The next morning, Archie met me in the gym so he could show me what he could do. The little shit knocked me on my ass.
Twice.
We didn’t know a lot about Archie.
Nav had done a deep dive on Gary Ashford when he showed up at the gate looking to prospect. He was an average kid from a middle-class family. Not unlike Cash.
But this kid was anything but average. I wondered what secrets he was hiding. You didn’t just one day leave suburbia and decide to join a club.
Ok, Cash did.
But Archie wasn’t Cash.
“Where’d you learn to fight, kid?”
“In the trenches.”
Chapter Twenty
Melissa
February 9, 2025, El Paso, Texas.
Dani and I left Oklahoma two days ago. The notes I found had me concerned, but not enough to run to my brother’s club. Whoever had left them, it wasn’t Danny or Dante.
That much I knew.
I didn’t believe either of them would leave a cryptic note that was more likely to scare me rather than ease my concerns.
But the last note had decided it for me.

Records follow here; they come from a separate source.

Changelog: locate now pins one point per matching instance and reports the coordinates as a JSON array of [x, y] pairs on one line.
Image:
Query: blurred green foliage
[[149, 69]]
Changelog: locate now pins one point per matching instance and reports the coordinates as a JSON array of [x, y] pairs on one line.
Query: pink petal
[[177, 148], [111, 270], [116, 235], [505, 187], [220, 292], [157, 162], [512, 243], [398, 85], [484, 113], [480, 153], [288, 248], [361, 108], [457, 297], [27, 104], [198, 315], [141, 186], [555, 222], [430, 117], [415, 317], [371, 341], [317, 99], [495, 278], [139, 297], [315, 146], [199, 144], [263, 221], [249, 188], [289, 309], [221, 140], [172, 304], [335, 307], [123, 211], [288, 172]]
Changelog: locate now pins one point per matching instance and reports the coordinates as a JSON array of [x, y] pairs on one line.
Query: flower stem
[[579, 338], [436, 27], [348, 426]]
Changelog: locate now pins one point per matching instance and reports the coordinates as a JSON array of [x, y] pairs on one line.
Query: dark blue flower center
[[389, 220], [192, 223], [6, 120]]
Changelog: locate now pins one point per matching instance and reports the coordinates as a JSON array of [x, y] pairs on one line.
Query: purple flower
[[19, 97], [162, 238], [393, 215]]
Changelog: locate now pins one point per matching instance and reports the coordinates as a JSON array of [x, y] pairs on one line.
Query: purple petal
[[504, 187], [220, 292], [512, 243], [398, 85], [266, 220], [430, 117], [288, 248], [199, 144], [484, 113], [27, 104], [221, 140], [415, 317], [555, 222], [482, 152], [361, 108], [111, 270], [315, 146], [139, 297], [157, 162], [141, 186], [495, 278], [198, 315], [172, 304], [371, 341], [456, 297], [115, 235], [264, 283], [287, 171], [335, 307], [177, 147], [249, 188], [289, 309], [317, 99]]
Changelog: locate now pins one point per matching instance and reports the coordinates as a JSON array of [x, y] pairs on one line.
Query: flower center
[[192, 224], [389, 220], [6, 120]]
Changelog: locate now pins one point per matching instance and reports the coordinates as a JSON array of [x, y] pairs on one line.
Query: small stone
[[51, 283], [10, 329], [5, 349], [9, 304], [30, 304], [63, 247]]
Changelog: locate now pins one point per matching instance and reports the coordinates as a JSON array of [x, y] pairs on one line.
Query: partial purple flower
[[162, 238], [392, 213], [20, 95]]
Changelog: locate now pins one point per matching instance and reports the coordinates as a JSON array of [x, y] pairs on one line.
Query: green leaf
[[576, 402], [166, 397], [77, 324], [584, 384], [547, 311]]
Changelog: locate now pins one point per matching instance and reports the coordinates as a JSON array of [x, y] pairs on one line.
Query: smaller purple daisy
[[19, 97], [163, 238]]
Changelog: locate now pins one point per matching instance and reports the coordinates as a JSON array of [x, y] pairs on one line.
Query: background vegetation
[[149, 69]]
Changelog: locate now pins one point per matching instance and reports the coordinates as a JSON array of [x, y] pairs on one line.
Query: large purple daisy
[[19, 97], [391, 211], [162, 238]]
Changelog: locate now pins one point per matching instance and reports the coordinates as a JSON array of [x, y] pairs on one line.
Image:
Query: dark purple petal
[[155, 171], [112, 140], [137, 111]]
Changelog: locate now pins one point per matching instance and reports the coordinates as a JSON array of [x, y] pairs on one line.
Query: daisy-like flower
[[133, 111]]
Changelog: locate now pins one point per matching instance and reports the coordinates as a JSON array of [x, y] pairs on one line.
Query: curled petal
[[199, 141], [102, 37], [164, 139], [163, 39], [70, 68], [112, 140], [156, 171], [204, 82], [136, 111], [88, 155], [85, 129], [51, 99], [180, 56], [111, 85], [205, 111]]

We left Oklahoma and headed toward Texas. It was a big state, easy to get lost in. I had a new name, a card that would never run out, and documentation proving Dani was mine.
I wasn’t worried about someone discovering the documents were fake. Danny was the best. I would bet my left tit that there was a valid birth certificate in a town hall somewhere saying that Danika Roxanne Clemmons was born to Elizabeth Christine Clemmons.
That was the name they gave me.
Elizabeth.
It was as plain and ordinary as Melissa.
But I guess when you were hiding from the world, you wanted a plain name. A name that didn’t stand out. Danika was different enough.